X_train, X_test, Y_train, Y_test = train_test_split(X, Y, test_size = .1)

X_train.persist()
X_test.persist()
Y_train.persist()
Y_test.persist()

In [0]:
from sklearn.ensemble import RandomForestRegressor
from dask.distributed import Client
client = Client()

# Test the Random Forest Regressor model
rfr = RandomForestRegressor(max_depth=8)

with joblib.parallel_backend('dask'):
  rfr.fit(X_train, Y_train)

print(rfr.score(X_train, Y_train))
print(rfr.score(X_test, Y_test))

In [0]:
from sklearn.ensemble import GradientBoostingRegressor

# Test the Gradient Boosting Regressor model
gbr = GradientBoostingRegressor()

with joblib.parallel_backend('dask'):
  gbr.fit(X_train, Y_train)
  
print(gbr.score(X_train, Y_train))
print(gbr.score(X_test, Y_test))



In [0]:
pd.Series(gbr.feature_importances_, index=X_train.columns).sort_values(ascending=False)

In [0]:

from sklearn.linear_model import LinearRegression

# Test a linear regression model
lrm = LinearRegression()

with joblib.parallel_backend('dask'):
  lrm.fit(X_train, Y_train)
  
print(lrm.score(X_train, Y_train))
print(lrm.score(X_test, Y_test))

In [0]:
from dask_ml.model_selection import GridSearchCV as DaskGS

In [0]:
gs = DaskGS(
    gbr,
    param_grid = {'n_estimators': [10, 100, 500],
                        'max_features': [2,4,8],
                        # 'learning_rate': [.05,.1,.2,.4,.8,1],
                        'max_depth': [2,4,8]},
    cv=5)

gs.fit(X_train, Y_train)


print(gs.best_params_)
print(gs.best_score_)

In [0]:
# Implement the Random Forest Regressor with optimized hyperparameters
gbr_best = GradientBoostingRegressor(
    max_depth=gs.best_params_['max_depth'],
    n_estimators=gs.best_params_['n_estimators'],
    max_features=gs.best_params_['max_features'])
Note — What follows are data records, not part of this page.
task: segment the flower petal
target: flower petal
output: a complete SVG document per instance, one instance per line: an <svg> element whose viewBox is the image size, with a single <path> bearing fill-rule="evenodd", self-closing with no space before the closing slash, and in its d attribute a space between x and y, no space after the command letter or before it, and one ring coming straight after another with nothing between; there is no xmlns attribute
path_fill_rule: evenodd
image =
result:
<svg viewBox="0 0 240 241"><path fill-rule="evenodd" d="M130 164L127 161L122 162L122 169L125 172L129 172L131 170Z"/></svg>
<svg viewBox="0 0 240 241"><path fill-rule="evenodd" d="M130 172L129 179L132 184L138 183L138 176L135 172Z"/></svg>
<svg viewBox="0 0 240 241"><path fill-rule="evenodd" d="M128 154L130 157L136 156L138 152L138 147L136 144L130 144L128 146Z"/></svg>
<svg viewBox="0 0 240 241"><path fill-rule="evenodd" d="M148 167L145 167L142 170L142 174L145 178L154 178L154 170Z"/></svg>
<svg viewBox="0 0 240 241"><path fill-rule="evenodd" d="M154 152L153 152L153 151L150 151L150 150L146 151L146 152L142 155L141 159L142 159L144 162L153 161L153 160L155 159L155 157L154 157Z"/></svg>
with joblib.paralell_backend('dask'):
  gbr_best.fit(X_train, Y_train)

print(gbr_best.score(X_train, Y_train))
print(gbr_best.score(X_test, Y_test))

In [0]:
pd.Series(gbr.feature_importances_, index=X_train.columns).sort_values(ascending=False)

## Evaluate
### Print metrics for the test

In [0]:
from statsmodels.tools.eval_measures import mse, rmse
from sklearn.metrics import mean_absolute_error

preds = gbr_best.predict(X_test)

ds.print_evaluation_metrics(Y_test, preds)

## 5. Results
While the model could use some improvement, given the time constraint on this project, a score of .84 was a satisfactory enough R^2 to support the idea that yes, you can predict solar generation at an hour given other generations and weather. 

## 6. Discussion and Recommendation
Solar is still a pretty hot topic for homeowners and energy production companies around the globe. While it is important to remember that without seemingly impossible storage systems and planning, it is not a viable baseload solution. Knowing how much production to expect at any time of the day is vital to keeping the energy demand met and preventing transmission overloads.

If I were to take this project further, I would use the time-series attributes of my data to create a forecast model that could predict future generation instead of current generation.